Detroit, along with other cities in the Midwestern United States, is often described with a narrative of post-industrial dystopia and urban collapse. Alexis Madrigal in The Atlantic says “there are lots of places where the apocalypse has already happened,” and cites Detroit as one of these places. [1] Madrigal’s article reproduces a dehumanizing, ableist and racist trope about Detroit when the author compares drug users in Detroit to zombies, reproducing a post-apocalyptic vision of the city that depicts residents as subhuman and devoid of agency, or even thought. In contrast, Jamilah King sets the scene by saying that “Detroit… is famously associated with the collapse of U.S. manufacturing” and “the downfall of Detroit’s economy is legendary” and then shows how residents are responding by creating community based mesh networks. [2] Community based organizations such as Allied Media Projects see a vision of the future in Detroit which is demonstrated by the kind of imagination involved in the Octavia Butler session at the 2012 Allied Media Conference which looks to her science fiction writing as an inspiration for creating new forms of social movement and new forms of living.
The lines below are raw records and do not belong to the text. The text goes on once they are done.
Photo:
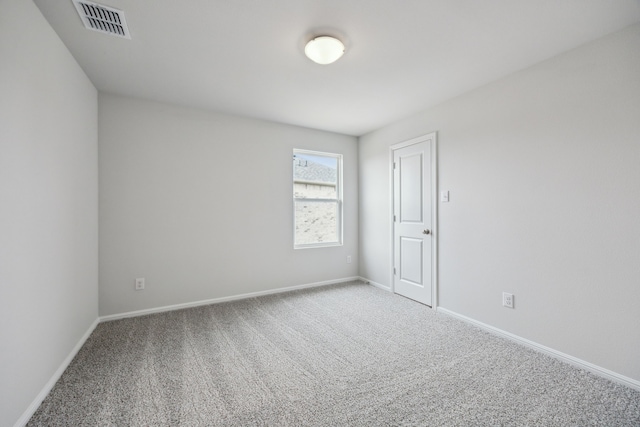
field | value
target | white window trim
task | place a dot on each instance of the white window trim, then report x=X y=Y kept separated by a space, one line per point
x=337 y=200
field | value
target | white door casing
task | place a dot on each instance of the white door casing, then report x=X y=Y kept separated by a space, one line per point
x=414 y=244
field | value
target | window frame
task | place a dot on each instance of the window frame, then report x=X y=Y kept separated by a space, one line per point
x=338 y=200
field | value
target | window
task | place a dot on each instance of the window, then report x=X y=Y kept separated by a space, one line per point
x=317 y=199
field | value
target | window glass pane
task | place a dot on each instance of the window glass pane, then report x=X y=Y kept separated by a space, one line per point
x=315 y=176
x=316 y=222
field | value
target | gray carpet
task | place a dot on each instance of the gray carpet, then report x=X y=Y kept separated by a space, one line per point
x=342 y=355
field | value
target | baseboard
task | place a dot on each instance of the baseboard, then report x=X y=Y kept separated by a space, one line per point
x=377 y=285
x=579 y=363
x=26 y=416
x=222 y=299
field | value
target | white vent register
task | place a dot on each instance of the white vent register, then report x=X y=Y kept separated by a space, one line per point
x=102 y=18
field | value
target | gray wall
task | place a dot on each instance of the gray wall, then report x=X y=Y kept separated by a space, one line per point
x=200 y=205
x=544 y=172
x=49 y=205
While digital technology has played a large role in furthering economic inequality along traditional colonial lines of race, gender and sexuality and groups like Allied Media Projects are developing new forms of knowledge and collaboration based on the knowledge of affected communities.

On a sweltering hot Detroit afternoon at the 2012 Allied Media Conference black feminist scholar of time and space travel Alexis Pauline Gumbs said “I have a vision of a post-digital future where the kind of communication we have today with cell phones and internet seems like an ancient relic… And a memory that supports this vision is that my ancestors could communicate telepathically.” [3] From the temporary shutdown of ThePirateBay.org and Wikileaks.org at the DNS level to the shutdown of cell phone communications to prevent protests in Egypt and San Francisco, corporate communications infrastructures are obsolete for resistant communities. In contrast, people in resistance are imagining and creating new post-digital futures.

The Digital as Worldview

Digital technology is the basis for a worldview or an epistemology often referred to as “the digital” which is imbricated with western logics. To imagine and work towards post-digital networks is to participate in a decolonization of technology via a decolonization of the network and to imagine possibilities which both precede and follow the digital. My intervention into media studies is to make a trans of color critique, taking inspiration from the queer of color critique of authors such as Jose Muñoz and Roderick A. Ferguson, that rejects the binary logic of the digital and looks to oppressed communities for alternative logics. Another useful example of this kind of decolonization is demonstrated by Lisa Nakamura’s writing on the labor of indigenous women to extract resources for creating technological devices.

Diana Taylor states in The Archive and the Repertoire how rigid binary gender categories were a construction of colonists used to control populations, saying “from the sixteenth century onward, the Spanish administration in New Spain established the casta or caste system to clearly demarcate bloodlines and racial categories produced by miscegenation… visual and performance strategies accompanied discursive ones to produce the newly racialized and gendered subjects they merely claimed to portray.” [4] Decolonization here also points to the limits of the human, as settler colonialism also uses categories such as human and non-human to identify the barriers between the colonizer and colonized.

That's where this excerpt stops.